Year 2 pupil Khalid Takar, six, of Lloyd Baker Street, Finsbury, said: "It's been a special day. It's been fun. The new building is great - I really like the lift."

Andy Turnock, newly-appointed head teacher of Hugh Myddelton, added: "It's been brilliant to have Yusuf here and it's great to have so many parents and carers along to celebrate with us. But mostly it's for the children - this is something wonderful and new that's going to create something for the children of the future."

Mr Islam had hits hits with Father and Son, Wild World and Remember The Days Of The Old Schoolyard as Cat Stevens before converting to Islam at the height of his fame.

 

[nlnews, 08.10.2009]

 


Fotos: rexfeatures.com

 

Yusuf trifft alte Schulkameraden


Eine der schönen Überraschungen von Yusufs jüngstem Besuch in seiner alten Schule war, dass Hugh Myddleton einige seiner alten Klassenkameraden traf.

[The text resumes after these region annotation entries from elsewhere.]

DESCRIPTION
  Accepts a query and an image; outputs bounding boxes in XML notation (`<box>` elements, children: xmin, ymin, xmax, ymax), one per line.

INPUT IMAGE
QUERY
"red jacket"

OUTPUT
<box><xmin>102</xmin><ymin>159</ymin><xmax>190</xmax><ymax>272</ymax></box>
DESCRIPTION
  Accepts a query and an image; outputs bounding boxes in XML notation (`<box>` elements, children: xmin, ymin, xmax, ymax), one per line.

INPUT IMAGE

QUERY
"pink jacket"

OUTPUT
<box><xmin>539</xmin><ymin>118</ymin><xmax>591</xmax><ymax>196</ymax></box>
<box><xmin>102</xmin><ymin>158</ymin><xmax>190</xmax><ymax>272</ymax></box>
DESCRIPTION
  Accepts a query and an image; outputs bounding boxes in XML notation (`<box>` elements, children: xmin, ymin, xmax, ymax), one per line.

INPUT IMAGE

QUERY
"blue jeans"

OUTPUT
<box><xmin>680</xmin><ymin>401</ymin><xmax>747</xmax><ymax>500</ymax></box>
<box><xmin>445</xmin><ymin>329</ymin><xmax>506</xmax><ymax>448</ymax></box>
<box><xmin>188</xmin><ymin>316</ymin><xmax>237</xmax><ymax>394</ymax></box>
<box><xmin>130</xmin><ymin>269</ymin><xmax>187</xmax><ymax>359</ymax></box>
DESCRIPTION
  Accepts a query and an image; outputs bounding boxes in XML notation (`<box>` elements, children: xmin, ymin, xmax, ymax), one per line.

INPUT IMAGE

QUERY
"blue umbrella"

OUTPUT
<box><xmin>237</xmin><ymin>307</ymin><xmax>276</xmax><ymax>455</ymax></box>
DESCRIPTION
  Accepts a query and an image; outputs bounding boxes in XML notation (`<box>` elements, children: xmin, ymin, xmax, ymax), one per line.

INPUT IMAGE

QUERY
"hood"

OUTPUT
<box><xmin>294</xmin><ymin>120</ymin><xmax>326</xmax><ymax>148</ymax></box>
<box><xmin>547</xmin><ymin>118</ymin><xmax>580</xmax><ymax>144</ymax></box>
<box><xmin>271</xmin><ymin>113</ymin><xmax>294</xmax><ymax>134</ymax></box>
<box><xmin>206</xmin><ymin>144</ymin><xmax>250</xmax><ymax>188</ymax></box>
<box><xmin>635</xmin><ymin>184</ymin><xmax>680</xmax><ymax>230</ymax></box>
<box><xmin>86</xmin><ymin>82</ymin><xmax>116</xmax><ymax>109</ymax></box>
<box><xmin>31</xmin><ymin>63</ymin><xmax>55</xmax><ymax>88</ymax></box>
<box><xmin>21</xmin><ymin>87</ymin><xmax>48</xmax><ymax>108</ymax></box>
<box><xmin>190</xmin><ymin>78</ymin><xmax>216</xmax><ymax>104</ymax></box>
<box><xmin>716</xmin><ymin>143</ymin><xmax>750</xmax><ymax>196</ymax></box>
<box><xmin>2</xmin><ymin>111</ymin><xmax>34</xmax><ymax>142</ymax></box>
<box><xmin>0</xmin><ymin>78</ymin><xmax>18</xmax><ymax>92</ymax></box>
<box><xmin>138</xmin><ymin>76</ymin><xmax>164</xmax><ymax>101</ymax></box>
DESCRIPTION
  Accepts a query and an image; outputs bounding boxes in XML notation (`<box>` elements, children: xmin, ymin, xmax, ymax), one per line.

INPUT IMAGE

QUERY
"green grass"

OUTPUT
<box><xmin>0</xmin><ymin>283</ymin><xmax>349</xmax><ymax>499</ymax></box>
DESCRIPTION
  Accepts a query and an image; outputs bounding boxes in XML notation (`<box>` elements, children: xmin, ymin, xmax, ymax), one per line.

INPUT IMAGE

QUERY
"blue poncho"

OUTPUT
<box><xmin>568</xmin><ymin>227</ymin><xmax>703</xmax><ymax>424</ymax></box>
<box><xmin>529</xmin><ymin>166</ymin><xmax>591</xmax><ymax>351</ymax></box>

Oben sind Bilder von Yusuf und John Langsworthy und Janet Dowling sowie einer seiner Ex-Lehrerinnen, Frau Simpson, zu sehen. Janet zeigte ihm ein altes Foto der Klasse.

An dem Tag, an dem Yusuf versuchte, seine vielen Namensänderungen zu erklären, erzählte er die Geschichte von Joseph für die vierhundert Kinder, die in der Schule versammelt waren.

Die ganze Schule sang für ihn "Morning Has Broken". Später sang er

"If You Want To Sing Out" und unterhielt eine kleine Gruppe von Kindern in der Bibliothek.

“Those days when I was going to that school, there was a great revolution in music, I was listening to Radio Caroline, the pirates, and the Beatles were taking over the world.

There were no music lessons in the curriculum, you created those yourself after school. I’ve got a lot of good memories of the school and certain teachers that inspired me, particularly in the art department.”